Morning Sun

Is our need for certainty destroying our nation?

- Brian Broome is the author of “Punch Me Up To The Gods.”

A long time ago, in my thirdgrade class, our teacher wrote a long word on the blackboard. It was not a word that we had seen before. Then she turned around and asked, “Can anyone tell me what this word is?”

The room went completely quiet as we silently tried to sound the word out. I was trying to parse the word when, all of a sudden, it just came to me. I shouted it out: “Investigat­ion!”

I don’t remember why this word was on the board. I don’t remember how I knew the word. I do remember that the teacher looked surprised as she told me I was right. I looked around the room to receive the accolades from my fellow classmates, but no one was smiling. Instead, I got scowls.

This is the first time I can remember being right. It felt good. And it remains so today.

Some of the power in being right rests in its ability to make us feel superior and, more insidiousl­y, from the way it makes our worlds appear solid and unassailab­le.

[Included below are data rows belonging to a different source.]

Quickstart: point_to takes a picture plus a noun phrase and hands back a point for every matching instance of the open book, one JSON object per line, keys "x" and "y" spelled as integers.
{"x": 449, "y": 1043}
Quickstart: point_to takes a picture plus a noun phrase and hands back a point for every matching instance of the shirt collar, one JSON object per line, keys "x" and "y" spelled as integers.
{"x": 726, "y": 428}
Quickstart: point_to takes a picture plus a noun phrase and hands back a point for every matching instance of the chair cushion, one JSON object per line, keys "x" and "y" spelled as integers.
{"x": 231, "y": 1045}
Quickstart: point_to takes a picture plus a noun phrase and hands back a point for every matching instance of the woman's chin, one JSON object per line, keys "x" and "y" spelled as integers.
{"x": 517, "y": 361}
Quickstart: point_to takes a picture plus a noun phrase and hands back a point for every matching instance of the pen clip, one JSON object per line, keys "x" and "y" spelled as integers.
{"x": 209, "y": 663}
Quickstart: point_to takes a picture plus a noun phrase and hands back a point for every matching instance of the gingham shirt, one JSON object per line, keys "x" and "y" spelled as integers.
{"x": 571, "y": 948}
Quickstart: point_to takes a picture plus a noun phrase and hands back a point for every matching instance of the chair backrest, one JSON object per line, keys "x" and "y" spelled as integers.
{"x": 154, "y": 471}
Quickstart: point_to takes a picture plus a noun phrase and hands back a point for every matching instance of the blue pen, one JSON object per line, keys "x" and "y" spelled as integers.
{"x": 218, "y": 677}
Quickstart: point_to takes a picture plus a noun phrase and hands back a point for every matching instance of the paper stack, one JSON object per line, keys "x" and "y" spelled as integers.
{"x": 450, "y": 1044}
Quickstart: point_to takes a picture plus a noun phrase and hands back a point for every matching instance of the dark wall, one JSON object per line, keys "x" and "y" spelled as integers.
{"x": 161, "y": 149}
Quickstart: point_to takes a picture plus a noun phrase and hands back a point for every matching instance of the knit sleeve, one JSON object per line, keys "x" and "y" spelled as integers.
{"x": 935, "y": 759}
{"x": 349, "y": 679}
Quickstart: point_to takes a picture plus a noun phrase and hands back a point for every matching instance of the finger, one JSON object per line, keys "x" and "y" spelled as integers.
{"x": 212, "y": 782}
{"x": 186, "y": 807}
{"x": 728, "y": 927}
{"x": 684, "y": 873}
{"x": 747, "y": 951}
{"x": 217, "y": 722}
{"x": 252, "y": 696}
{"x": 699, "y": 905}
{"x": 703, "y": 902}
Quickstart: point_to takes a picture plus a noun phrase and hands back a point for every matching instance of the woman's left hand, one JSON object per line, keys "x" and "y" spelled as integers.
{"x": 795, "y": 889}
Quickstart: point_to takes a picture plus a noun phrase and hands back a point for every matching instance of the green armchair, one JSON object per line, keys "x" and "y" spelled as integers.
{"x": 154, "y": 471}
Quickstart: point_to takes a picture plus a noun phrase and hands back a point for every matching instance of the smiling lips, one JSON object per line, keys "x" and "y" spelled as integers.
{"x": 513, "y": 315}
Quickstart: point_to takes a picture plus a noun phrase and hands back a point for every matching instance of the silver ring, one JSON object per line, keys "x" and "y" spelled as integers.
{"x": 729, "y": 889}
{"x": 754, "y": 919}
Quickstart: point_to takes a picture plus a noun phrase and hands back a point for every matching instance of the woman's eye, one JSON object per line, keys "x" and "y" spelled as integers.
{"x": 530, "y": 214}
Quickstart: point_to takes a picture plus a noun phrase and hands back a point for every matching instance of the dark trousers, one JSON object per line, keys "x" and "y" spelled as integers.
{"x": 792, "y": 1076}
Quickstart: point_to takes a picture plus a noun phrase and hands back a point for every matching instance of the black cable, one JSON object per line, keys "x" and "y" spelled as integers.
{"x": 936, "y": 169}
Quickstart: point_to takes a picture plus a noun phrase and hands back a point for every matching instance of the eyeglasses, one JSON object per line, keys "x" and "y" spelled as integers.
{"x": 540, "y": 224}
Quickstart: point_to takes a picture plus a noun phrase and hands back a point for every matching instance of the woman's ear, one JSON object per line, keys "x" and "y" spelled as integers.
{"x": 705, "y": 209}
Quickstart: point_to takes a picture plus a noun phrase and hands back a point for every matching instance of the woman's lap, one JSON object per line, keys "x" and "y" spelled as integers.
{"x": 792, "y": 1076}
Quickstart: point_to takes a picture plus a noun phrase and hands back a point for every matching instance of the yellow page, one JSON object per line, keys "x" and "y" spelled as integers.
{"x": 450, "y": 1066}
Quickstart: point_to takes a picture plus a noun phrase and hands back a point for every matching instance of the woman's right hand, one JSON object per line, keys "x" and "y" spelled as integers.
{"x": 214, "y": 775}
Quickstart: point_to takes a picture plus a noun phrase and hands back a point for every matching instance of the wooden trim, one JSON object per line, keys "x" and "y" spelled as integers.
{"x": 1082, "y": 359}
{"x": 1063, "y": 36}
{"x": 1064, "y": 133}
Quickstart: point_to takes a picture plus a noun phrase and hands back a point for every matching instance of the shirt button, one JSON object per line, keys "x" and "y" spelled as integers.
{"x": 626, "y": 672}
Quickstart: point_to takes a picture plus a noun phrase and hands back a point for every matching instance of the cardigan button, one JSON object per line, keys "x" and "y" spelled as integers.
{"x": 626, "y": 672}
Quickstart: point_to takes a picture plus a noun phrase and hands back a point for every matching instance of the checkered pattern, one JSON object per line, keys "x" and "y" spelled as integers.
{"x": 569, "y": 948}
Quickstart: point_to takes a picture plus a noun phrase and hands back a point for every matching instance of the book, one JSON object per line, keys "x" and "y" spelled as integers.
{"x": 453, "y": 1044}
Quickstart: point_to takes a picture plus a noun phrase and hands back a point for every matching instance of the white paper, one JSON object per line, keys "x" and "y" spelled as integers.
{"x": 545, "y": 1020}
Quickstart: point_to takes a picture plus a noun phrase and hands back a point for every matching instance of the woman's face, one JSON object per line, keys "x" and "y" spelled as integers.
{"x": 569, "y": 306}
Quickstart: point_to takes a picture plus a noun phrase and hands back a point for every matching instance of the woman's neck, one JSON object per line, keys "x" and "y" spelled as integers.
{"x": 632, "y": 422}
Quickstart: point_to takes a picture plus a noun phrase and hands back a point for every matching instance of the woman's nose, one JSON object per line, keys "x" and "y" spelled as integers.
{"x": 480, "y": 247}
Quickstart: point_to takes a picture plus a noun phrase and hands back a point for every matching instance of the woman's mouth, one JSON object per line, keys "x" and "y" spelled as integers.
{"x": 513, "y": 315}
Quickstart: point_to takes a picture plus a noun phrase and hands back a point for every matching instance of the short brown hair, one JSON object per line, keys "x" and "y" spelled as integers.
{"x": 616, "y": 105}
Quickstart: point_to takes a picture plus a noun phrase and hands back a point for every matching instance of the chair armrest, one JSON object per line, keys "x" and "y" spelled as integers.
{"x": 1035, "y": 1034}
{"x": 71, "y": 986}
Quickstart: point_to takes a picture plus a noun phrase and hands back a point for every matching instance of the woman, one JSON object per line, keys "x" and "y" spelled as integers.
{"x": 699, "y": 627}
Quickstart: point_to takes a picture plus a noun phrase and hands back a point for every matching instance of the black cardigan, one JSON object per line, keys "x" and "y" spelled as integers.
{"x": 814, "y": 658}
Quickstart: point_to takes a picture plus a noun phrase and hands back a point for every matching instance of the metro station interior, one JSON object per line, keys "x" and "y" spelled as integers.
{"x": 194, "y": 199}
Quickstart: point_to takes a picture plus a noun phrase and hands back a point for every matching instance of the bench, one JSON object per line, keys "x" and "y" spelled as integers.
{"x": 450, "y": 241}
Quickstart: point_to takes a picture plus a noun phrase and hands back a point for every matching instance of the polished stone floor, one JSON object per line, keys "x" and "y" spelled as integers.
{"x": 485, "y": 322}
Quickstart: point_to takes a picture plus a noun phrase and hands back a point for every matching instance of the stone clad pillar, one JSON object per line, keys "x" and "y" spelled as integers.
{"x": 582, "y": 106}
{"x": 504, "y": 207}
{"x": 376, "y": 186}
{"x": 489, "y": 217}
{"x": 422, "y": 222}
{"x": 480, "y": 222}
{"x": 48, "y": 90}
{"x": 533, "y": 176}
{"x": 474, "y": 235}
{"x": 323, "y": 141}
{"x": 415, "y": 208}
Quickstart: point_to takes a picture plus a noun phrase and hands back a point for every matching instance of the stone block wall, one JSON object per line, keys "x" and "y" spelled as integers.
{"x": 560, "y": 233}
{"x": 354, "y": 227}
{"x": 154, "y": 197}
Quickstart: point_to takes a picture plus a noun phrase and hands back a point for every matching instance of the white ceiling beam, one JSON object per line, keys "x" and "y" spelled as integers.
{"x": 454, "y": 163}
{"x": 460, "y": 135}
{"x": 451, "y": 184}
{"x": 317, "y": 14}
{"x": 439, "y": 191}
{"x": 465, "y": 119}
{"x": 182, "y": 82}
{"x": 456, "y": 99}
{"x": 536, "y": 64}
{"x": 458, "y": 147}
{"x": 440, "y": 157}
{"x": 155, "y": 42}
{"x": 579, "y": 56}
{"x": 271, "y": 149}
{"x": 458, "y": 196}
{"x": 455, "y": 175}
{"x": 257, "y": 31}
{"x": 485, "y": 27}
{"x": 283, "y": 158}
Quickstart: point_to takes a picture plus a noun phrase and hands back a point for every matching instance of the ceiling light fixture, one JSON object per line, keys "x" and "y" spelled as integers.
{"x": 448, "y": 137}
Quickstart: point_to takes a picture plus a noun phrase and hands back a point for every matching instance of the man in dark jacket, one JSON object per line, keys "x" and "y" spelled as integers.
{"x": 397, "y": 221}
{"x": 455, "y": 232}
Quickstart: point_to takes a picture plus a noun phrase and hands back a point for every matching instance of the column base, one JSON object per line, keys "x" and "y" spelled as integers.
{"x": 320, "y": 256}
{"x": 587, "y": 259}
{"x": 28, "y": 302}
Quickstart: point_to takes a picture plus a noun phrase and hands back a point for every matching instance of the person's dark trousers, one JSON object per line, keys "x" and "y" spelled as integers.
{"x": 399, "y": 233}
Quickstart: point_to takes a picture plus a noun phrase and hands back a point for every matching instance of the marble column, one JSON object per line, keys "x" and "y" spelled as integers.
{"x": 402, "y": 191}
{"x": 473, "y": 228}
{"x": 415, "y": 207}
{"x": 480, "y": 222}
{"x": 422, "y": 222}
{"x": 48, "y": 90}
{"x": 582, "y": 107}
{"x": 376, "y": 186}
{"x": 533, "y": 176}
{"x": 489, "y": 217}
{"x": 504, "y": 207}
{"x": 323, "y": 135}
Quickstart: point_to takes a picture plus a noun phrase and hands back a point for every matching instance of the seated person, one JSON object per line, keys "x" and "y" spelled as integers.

The only feeling that might be more intoxicati­ng than being right is the feeling of superiorit­y that comes from being right while someone else is wrong.

I have wasted many hours fighting with strangers online about politics or gender or culture. In most cases, of course, I thought I was right. Often the arguments got ugly and soon the most important thing became proving that I was right and my opponent was wrong. The specifics fall away and the stakes become clear: If I am wrong, my world becomes threatenin­g and unsafe. I imagine the same is true for them.

But feeling safe isn’t the same as being safe. Nor does it ever justify why we feel threatened in the first place. Americans of all types now appear to live in constant fear that someone is going to take something from them. Our jobs, our property, our security — whatever that means these days. But mostly, we are afraid that someone will invalidate the core beliefs that we rely on to help us make sense of the world.

It sometimes feels like our informatio­n-stuffed age has done little to inform or edify but a great deal to buttress those who think they have all the facts on their side. People who are unwilling to listen to the analyses, life experience­s and needs of anyone else. All for the sake of the black-and-white thinking that keeps us feeling protected at a time when nothing feels certain.

This is not a good place for a country to be. That sense of false security that comes from being sure we are always right keeps us divided enough for outside forces to manipulate and perhaps conquer. Because a fight between grasshoppe­rs is a joy to the crow.

None of us is innocent in this situation. I admit to getting high off being right and wishing ill upon those who are so nakedly wrong that it warrants mockery. Like those who believe the “big lie.” Listening to them spout nonsense in the face of verifiable fact is maddening. I know they feel the same about me.

I had a friend such as this.

His support of Donald Trump was unwavering and ended our friendship in a shouting match. Now, he rails online against vaccines and masks, has contracted the coronaviru­s three separate times, and is nearing financial ruin because of it. And this is where it should stop feeling good to be right. But it doesn’t. Part of me takes satisfacti­on in his troubles. Because he now must see how right I was.

I have read the stories of COVID deniers who have died of the disease and have felt nothing other than the schadenfre­ude that goes along with “I told you so.” I am not proud of that fact.

There must be a more compassion­ate way of disagreein­g with one another. There must be a way set aside the hollow satisfacti­on of right-thinking and to find out why other people believe what they believe.

If the United States should fail, I doubt it will be because of some foreign power. America’s destructio­n will take place inside its own borders because we conflate being wrong with failing or losing. Our destructio­n will come from those of us who are so damned right all the time. The ones who refuse to listen, who will never even bother to consider other people’s viewpoints and who will protect their worldview with their lives. We must find a better path to safety.